The Fish Wars: Fighting As Northwest Salmon Run Dry
This is an excerpt from KUOW's "Sacred Catch" series. Explore the full series with additional audio, pictures and materials.
Hundreds of Indians climbed the cliffs at night and waited under the edge of the bluff for the first morning light.
It was the 1960s, and they had come here for centuries, or longer. But on these nights, they were there for their future. They had organized fish-ins — inspired by the sit-ins of the African-American Civil Rights Movement — and intentionally violated laws to bring them into focus. They invited the press to document their arrests.
Among the leaders was Billy Frank Jr., a young member of the Nisqually tribe. Frank was first arrested when he was 14 for fishing in familiar waters and would ultimately be arrested more than 50 times over the years.
At one of the fish-ins, a newscaster asked him: “If you had to put it in a sentence, what is it that you want in the long run?”
Frank replied: “What we want is to regain and to retain our treaty rights.”

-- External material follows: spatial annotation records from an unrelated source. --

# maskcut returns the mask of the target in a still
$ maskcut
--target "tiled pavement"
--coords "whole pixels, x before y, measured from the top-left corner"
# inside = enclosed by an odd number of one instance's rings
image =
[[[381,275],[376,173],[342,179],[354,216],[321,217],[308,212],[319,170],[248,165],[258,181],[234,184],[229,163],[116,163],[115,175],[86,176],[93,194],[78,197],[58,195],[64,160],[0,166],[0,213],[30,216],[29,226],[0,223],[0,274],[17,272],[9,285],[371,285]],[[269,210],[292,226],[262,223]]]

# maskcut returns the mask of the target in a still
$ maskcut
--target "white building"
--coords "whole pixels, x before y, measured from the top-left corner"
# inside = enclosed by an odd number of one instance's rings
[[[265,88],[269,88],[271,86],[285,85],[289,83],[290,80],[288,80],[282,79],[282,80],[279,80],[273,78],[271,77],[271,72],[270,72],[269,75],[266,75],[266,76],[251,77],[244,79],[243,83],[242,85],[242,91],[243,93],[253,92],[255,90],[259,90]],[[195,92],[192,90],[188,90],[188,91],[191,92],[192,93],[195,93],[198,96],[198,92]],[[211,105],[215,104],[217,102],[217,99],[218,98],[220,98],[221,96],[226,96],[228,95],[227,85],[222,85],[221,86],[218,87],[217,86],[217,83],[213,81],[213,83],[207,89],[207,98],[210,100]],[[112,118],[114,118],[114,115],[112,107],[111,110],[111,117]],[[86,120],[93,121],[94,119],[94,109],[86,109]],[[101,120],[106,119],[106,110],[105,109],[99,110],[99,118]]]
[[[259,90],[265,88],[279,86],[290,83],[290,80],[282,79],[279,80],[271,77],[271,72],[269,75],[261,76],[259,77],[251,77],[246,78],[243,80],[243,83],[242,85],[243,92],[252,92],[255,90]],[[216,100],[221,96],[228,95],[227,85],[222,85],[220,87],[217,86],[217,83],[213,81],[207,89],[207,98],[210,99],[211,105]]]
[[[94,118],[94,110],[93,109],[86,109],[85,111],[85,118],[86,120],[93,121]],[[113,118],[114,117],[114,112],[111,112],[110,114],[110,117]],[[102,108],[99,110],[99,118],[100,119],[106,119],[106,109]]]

These were tense times, largely because sport and commercial fishing had taken off after World War II. The fishers didn’t like competing with Native Americans and before long, violence broke out. Shots were fired, and boats were overturned and rammed. A bridge in Puyallup was set on fire.
The Fish Wars were underway.
Even actor Marlon Brando got involved. He was arrested during a fish-in and declined the 1972 Oscar for Best Actor for "The Godfather" to protest how Indians were depicted by Hollywood.
A prosecuting attorney, Stanley Pitkin, witnessed one of the most violent protests in 1970 and filed a case pitting the tribes against the sport and commercial fishing industries.
The case wound up with Judge George Hugo Boldt, a federal district court judge who used it as an opportunity to clear up the ambiguous language of treaties signed with tribes in the 1850s.
In 1974, Judge Boldt issued his decision. In a surprising move, he awarded the tribes half of all catchable fish from Puget Sound. His decision has been challenged up to the U.S. Supreme Court but has always held.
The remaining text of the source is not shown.